Scott v. Real Estate Finance Group, ERA: Broker May Obtain Credit Report Without Potential Tenant’s Permission

A 1997 U.S. District court case addressed the important issue of the use of consumer credit reports in connection with residential leases. This case is particularly of interest because it is one of only a few interpreting the Fair Credit Reporting Act (“FCRA”), the federal statute that governs the use of consumer credit reports.

The plaintiffs in this case were two brothers who wanted to rent a house in New York state. They engaged a real estate brokerage company, Re/Max Premiere REALTORS®, and one of its sales associates found a listing for a potential house. She contacted Ira Simonoff, the listing agent, and he showed them the residence. The Scotts liked it, made an offer on the spot, and discussed related issues such as the security deposit, pets and smoking. Simonoff informed them that the owners, who lived in Japan, required a cedit report, and they responded that he was not authorized to obtain their credit reports. He went ahead and obtained the reports anyway through the Real Estate Finance Group, a mortgage brokerage company.

The Scotts sued, claiming that their credit reports had been obtained under false pretenses, in violation of federal and state law, and for failure to provide adequate notice under New York law. Section 1681q of the FCRA imposes a $5,000 fine and/or imprisonment up to a year on one “who knowingly and willingly obtains information on a consumer from a consumer reporting agency under false pretenses.” To determine whether the Scotts’ credit reports had been obtained under false pretenses, the court examined the “permissible purposes” set forth in section 1681b of the FCRA. One of the purposes for which a consumer reporting agency may furnish a consumer credit report is general, “To a person which it has reason to believe...(E) otherwise has a legitimate business need for the information in connection with a business transaction involving the consumer.”

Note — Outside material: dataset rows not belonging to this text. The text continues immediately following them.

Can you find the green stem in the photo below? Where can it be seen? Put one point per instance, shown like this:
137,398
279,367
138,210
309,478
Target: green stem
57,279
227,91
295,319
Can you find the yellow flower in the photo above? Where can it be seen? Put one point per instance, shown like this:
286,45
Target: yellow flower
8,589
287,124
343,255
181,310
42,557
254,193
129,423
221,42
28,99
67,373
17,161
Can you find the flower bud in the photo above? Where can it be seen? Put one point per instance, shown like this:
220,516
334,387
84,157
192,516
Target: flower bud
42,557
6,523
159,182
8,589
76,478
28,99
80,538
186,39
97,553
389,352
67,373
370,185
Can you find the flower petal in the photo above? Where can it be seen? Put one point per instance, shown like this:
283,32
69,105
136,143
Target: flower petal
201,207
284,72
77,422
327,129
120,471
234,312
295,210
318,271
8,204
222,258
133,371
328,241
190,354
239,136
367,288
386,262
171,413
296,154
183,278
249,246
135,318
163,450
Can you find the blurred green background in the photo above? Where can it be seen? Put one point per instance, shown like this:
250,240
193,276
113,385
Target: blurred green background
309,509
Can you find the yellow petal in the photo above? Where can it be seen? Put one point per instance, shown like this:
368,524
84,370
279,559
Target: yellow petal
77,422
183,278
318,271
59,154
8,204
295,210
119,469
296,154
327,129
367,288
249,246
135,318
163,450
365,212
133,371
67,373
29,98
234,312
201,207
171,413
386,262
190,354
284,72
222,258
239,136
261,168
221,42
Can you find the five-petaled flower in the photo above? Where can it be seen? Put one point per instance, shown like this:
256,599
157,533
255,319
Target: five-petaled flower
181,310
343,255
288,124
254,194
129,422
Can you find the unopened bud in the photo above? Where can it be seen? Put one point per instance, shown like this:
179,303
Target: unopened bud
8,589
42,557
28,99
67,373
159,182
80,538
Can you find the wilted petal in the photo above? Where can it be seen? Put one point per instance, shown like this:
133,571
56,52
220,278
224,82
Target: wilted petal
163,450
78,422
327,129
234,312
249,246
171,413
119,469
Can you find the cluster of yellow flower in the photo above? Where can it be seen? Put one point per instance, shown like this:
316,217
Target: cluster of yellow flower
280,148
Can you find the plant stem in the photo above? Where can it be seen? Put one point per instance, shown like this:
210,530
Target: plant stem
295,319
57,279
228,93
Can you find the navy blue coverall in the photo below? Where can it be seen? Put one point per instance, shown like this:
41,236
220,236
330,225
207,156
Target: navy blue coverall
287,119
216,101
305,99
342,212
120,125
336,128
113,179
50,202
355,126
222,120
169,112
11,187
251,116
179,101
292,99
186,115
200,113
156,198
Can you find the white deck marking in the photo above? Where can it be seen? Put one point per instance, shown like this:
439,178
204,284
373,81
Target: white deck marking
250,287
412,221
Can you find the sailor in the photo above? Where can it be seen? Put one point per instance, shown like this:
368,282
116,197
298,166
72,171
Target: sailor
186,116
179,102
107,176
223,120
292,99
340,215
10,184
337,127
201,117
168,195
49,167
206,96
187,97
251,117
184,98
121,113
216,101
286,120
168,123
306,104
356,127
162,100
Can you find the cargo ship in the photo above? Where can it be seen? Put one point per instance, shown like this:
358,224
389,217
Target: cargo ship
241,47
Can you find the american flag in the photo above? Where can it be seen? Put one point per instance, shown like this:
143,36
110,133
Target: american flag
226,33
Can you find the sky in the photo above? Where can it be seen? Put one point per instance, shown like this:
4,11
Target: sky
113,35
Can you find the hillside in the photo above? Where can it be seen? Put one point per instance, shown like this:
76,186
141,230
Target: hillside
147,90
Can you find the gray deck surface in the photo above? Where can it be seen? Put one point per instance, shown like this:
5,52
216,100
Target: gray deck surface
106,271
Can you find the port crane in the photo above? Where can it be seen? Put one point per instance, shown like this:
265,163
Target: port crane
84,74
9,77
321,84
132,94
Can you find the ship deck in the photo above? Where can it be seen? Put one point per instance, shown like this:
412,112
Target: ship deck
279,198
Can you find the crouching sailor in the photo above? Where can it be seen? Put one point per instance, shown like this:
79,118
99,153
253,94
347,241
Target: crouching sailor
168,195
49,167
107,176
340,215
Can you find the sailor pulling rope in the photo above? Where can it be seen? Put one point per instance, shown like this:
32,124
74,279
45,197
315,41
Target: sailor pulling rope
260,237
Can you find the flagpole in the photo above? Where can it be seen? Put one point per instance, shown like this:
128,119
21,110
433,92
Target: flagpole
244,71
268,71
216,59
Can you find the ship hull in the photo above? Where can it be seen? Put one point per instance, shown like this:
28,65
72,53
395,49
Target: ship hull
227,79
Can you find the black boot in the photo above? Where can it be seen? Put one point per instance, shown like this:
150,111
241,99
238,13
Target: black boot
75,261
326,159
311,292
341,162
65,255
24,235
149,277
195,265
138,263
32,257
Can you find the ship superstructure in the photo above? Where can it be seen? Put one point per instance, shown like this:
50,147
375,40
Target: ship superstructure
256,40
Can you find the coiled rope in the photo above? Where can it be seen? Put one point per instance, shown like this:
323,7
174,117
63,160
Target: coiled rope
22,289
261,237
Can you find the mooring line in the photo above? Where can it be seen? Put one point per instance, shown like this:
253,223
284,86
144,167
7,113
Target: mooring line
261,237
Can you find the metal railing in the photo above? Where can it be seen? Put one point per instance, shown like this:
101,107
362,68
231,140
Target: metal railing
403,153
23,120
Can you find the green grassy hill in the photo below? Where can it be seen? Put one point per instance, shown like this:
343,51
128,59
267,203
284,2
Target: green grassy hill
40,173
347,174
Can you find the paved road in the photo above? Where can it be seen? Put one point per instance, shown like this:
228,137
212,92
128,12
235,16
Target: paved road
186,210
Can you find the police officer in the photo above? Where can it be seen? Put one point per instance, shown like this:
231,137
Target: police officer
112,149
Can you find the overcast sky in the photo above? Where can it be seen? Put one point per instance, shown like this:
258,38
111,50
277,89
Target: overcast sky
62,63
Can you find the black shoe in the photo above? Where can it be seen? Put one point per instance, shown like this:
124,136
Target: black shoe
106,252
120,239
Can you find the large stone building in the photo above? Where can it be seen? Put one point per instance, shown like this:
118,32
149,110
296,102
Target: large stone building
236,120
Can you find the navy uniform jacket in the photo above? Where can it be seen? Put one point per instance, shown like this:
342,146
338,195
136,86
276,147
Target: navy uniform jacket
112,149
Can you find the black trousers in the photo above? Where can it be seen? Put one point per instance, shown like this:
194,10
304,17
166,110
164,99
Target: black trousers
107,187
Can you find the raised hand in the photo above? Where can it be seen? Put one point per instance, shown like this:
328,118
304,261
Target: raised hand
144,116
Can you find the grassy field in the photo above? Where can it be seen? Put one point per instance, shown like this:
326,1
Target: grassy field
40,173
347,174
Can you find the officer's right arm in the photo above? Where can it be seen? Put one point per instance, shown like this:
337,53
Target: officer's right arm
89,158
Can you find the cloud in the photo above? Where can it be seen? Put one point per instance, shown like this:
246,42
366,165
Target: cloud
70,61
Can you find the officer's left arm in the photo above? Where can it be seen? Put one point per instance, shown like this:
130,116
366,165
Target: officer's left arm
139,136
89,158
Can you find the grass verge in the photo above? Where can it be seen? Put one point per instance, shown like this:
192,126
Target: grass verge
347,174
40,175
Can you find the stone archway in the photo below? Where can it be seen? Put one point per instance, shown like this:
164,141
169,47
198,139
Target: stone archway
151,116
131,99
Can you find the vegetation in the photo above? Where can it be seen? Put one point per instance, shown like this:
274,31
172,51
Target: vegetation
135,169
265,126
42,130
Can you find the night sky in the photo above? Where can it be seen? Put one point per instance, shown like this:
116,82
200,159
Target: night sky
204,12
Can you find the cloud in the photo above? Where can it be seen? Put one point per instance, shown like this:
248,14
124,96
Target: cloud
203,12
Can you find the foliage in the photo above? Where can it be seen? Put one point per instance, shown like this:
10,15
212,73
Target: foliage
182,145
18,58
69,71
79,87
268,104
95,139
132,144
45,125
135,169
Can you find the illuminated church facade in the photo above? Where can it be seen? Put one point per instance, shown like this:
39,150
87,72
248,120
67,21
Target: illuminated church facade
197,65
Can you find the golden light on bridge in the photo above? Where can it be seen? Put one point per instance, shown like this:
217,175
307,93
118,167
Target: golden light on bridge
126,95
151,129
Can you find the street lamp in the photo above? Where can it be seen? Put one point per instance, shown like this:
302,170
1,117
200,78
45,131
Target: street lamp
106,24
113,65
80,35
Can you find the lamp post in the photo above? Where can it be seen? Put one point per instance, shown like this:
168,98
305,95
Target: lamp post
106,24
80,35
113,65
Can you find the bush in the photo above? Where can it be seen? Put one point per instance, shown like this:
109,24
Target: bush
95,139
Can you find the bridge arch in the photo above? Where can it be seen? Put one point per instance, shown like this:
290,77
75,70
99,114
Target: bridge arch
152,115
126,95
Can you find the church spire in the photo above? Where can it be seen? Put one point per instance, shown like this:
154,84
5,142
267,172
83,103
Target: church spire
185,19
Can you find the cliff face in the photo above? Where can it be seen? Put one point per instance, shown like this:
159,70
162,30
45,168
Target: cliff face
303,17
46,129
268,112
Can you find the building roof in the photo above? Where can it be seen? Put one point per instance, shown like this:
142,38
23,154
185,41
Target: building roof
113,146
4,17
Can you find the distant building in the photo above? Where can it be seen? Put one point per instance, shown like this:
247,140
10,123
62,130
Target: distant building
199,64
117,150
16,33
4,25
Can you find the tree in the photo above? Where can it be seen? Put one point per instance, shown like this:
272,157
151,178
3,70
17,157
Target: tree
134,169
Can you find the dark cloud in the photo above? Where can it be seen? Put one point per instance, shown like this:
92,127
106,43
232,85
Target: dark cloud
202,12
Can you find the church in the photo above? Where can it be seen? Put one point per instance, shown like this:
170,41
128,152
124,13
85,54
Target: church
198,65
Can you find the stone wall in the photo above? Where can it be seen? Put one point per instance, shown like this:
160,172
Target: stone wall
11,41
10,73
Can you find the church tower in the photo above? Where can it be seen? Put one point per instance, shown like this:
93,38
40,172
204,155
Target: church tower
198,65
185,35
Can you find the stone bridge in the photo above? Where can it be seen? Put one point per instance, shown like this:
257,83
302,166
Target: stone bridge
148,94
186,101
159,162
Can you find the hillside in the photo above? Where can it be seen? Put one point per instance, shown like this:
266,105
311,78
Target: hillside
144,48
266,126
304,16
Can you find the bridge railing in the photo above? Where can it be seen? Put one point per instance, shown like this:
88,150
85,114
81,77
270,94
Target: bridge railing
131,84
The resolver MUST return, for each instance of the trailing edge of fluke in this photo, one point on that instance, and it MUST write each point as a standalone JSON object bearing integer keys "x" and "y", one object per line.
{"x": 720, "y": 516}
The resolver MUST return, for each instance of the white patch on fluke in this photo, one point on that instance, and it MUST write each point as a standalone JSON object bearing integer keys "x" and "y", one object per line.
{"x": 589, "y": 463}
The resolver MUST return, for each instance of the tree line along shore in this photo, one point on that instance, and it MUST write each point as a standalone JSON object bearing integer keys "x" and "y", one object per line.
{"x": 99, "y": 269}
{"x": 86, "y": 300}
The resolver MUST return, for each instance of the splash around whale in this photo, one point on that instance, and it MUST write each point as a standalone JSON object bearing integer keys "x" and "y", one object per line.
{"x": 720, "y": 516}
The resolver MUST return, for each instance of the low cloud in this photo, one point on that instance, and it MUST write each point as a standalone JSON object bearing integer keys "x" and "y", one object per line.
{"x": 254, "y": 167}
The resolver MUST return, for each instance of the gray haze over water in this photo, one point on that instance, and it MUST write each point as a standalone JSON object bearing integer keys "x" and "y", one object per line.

The Scotts argued for a narrow interpretation of this language to exclude residential rental property. However, the court looked to the Federal Trade Commission’s Statements of General Policy or Interpretation, which states that the term “legitimate business need” includes “real estate agents who obtain consumer reports to assist owners of residential properties in screening consumers as tenants.” Under these standards, the court found that Simonoff had a permissible purpose to obtain the credit reports. The court pointed out that he had advised the Scotts that the owners required a credit report at the same meeting where the Scotts had made an offer to rent the property and discussed other details of the rental. According to the court, this conversation constituted a “business transaction” under FCRA and created a “legitimate business need” to obtain the credit reports. It therefore found that Simonoff and his broker had not used false pretenses when obtaining the credit reports.

The Scotts argued that they did not give their authorization for the credit reports to be obtained. However, the court explained that where, as in this situation, there is a permissible purpose for obtaining a credit report, it is immaterial that the consumer did not authorize that the report be obtained. In reaching this conclusion, the court relied on another case as well as the FTC Policy Statements, which state that “When permissible purposes exist, parties may obtain and consumer reporting agencies may furnish, consumer reports without the consumer’s permission or over their objection.” The court also rejected the Scotts’ argument that they were entitled to notice that the credit reports had been obtained, observing that no notice was required under these circumstances.

As far as the Scotts claims against the mortgage brokerage which actually obtained the credit reports, the court found that since it did not have a relationship with the Scotts, it did not have a permissible purpose, and therefore violated the FCRA.

The Scotts’ also asserted a false pretenses claim under the New York statute. The provisions of the New York law parallel those of the federal law and courts generally have interpreted the statutes similarly. The court noted that, if anything, the Scotts’ arguments were weaker under the state law because the statute specifically includes the rental of residential property. They also argued another cause of action under New York law - failure to comply with the statute’s notice provisions. The New York statute provides that before a consumer credit report may be requested, a lease applicant must be notified in writing or in the same manner in which the application is made, that such a report may be obtained. Since the Scotts’ application to lease the home was made orally, the court found it entirely proper that Simonoff advised them orally that a credit report was required. The court also found this notice sufficient to absolve the mortgage brokerage on this point.

Real estate practitioners who need to obtain consumer credit reports should familiarize themselves with the applicable provisions of the FCRA as well as state laws governing the use of credit reports.

Scott v. Real Estate Finance Group, ERA, 956 F.Supp. 375 (E.D. New York 1997), aff'd in part and rev'd in part, 183 F.3d 97 (2d Cir. 1999).